If you don't need the answer down to the second, you could periodically write the current up-time to a file or database record once every 1 or 5 minutes. When the current up-time is less than the persisted up-time, you know you need to move to the next record because the system went down since the last report. Then use the sum of all of the up-time values within a period to determine total up-time for that period. If your up-time spans period boundaries (spans days, for example), you might want to also track the time of the beginning of each up-time record so you know how much of it was before and how much was after the boundary (how much of this up-time record was from yesterday, for example). Or you could simply force starting a new record every time you cross a boundary if your boundary is constant (for example, if your boundaries always represent days within a particular time zone). However, if you have the potential of needing to calculate up-time for the past 24 hours as well as needing to calculate up-time for all of yesterday (which overlaps the past 24 hours) you don't have any fixed boundary along which to do this, so you'll have to just record the start time and up-time and apply boundaries later (as I described first).
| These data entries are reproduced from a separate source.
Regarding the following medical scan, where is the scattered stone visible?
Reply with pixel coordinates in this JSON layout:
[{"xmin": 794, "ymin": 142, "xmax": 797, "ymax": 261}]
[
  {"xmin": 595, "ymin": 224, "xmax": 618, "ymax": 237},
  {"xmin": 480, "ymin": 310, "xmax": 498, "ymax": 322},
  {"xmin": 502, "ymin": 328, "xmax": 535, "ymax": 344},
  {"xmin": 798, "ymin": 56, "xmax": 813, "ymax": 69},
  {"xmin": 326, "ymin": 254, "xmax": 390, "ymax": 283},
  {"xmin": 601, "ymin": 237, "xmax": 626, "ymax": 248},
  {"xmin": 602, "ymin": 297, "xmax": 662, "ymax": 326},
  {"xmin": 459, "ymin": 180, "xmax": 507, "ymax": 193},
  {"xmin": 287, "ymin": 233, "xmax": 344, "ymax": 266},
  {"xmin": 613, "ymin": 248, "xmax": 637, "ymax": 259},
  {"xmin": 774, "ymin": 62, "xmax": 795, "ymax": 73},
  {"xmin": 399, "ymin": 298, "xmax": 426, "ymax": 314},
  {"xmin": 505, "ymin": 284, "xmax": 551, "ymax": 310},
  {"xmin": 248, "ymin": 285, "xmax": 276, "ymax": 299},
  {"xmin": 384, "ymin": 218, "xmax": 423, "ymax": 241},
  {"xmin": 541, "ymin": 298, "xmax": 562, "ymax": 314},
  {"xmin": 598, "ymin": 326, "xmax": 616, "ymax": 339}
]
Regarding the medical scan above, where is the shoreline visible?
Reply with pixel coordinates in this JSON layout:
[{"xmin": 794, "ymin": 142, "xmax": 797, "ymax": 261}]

Honestly, I haven't tested this, but that's what I would try.

BlueMonkMN
A: 

Use the Event Logs. In the System logs, you should see event #6006 (source: EventLog) when the system goes down, and event #6009 (same source) when it comes back up. See KB article 196452 for more info (note that unexpected shutdowns--that is, crashes--will give event #6008 instead of #6006).

So if you run through all the events of the last 24 hours, your uptime is 24 hours minus all the time between the 6006 and the 6009 events.